Here are the relevant parts of an email conversation that I had with Sergey on the topic:
The problem is that the rendering is done with "stroke control" on. That setting allows us to perturb lines for quality purposes. In the case of 1:1 rendering, that setting is important as it allows us to move the line by 1/2 a pixel to make it appear crisp, so regular non-retina 1:1 rendering of lines is already biased to "fake" coordinates. With the advent of retina rendering at a 2:1 scale, integer lines are already crisp and require no bias to make them look nice and so the retina (full scale) rendering is actually correct whereas the non-retina rendering is a compromise that we've lived with for 20 years.
When you draw a line at point=1, then the line is a 1-pixel wide box centered on that coordinate and so it goes from 0.5 to 1.5. Under AA we bump that up by half a pixel to 1.0 to 2.0 so that it isn't a 2-pixel wide and half-intensity line. Under non-AA we bump it up by a different amount (I think the rounding factor is .25 pixels so that line widths grow evenly for lines on integer coordinates).

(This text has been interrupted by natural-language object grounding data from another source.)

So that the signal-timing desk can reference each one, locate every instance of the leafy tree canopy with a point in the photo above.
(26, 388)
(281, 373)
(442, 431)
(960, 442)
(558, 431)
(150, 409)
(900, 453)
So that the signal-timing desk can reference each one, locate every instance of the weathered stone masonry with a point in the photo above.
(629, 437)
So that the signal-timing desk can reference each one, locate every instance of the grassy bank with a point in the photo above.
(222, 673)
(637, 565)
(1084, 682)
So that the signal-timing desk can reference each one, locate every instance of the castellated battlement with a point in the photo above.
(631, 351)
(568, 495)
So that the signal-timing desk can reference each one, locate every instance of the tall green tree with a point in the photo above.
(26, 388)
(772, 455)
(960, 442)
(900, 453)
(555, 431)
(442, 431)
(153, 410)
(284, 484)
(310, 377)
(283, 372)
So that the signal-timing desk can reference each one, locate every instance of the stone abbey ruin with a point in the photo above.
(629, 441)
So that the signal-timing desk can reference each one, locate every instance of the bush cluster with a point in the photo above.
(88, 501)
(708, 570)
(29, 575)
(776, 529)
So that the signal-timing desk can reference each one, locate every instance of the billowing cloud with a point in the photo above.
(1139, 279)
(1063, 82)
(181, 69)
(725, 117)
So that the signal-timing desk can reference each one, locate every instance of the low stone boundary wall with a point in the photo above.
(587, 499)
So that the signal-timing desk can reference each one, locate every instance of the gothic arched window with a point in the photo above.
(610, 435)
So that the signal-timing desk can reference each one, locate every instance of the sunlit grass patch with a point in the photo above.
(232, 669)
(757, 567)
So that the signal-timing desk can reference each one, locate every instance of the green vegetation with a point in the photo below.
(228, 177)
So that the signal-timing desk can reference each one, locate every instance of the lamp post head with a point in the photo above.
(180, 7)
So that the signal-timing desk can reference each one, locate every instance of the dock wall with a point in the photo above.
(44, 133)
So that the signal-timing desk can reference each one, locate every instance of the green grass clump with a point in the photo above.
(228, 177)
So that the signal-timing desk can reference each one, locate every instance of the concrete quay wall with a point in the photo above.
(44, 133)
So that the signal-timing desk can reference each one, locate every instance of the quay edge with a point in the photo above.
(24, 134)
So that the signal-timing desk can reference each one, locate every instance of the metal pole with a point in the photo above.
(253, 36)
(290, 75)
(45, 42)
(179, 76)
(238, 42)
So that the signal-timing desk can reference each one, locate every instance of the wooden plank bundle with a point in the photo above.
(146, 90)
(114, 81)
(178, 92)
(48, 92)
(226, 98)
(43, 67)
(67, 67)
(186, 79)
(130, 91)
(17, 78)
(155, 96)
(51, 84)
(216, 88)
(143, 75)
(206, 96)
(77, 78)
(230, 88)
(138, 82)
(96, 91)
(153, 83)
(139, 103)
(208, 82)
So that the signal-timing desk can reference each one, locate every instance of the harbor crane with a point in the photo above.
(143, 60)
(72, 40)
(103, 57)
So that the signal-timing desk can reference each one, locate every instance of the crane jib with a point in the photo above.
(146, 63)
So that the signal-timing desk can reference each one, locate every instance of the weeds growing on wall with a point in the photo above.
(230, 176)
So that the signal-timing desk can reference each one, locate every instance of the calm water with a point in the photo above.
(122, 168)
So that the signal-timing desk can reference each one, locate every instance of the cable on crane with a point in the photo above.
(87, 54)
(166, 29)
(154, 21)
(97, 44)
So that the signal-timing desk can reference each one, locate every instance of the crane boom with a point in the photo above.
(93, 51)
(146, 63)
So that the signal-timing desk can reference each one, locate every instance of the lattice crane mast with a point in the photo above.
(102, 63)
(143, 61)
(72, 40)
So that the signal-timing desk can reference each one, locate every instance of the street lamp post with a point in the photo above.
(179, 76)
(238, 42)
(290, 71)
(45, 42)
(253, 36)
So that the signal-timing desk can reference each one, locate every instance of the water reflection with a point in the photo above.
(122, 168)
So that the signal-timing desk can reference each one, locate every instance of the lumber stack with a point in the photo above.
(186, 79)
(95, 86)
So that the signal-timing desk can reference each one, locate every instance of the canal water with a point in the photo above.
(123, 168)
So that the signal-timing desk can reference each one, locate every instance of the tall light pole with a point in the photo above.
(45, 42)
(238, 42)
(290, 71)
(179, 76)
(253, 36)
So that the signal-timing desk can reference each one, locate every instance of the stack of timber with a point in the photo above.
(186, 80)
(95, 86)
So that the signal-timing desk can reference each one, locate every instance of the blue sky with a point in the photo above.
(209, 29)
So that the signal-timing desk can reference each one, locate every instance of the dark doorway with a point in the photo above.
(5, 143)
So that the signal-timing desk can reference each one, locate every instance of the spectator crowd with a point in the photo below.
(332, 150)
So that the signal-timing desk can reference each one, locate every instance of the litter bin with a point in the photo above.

We specifically added the STROKE_CONTROL hints early on because of this issue that developers expected a line at x=1 to be "that pixel column that is separated from the edge of the drawable by a 1 pixel margin" even though the math would have it be a fractional coordinate straddling the edge of the pixels.
Under retina, the line would be at point=2 and it would extend twice as far (2 full pixels total width, so it extends 1.0 pixels on either side of the true coordinate) and so it actually a box from 1.0 to 3.0 and it is already on pixel boundaries so the line biasing code does not come into play for AA and I'd have to do the math, but it would probably also be off by a "retina pixel" on retina displays as well.
If you look at the full resolution image you see that the line drawn at x=1 is 1 pixel from the border and that is absolutely correct according to the geometry of drawing a 1-unit line on an integer coordinate in a scaled coordinate system.
Note that the down-scaled version of the retina image is performed with the default scaling algorithm which, I believe, is NEAREST_NEIGHBOR and so the pixels that end up in the final image are a subset of the pixels in the original image. If the rounding went the other way, then there would be a pixel gap to the edge of the image in the down-sampled image because it would have chosen the first (green) pixel to include, and then the third (red) pixel. But, given our default rounding that considers the edges of pixels to be included in the pixel that is below and to their right, sampling the full-res image at 1.0 chooses the second pixel instead, and we get no border.
So, the full res image shows what drawLines really truly should look like, and then when you combine that with the rounding choices made by the default algorithm, they conspire to produce a final image that has no gap at the left edge of the resulting down-scaled image.
The down-scaling algorithm can be specified by the KEY_INTERPOLATION hint, but the test case does not set any hints and relies on the defaults. Unfortunately, there is no hint for "choose the pixels out of the image that would represent what we would have drawn at half the scale".
Here, BitmapImage and a snapshot of a Volatile image, taken with retina emulator, differ in similar fashion: line and oval are drawn one pixel off.
Expectedly, if you run DrawLineRound.java with scaling factor==1 instead of 2 on retina, it has exactly the same inaccuracy as with factor 2.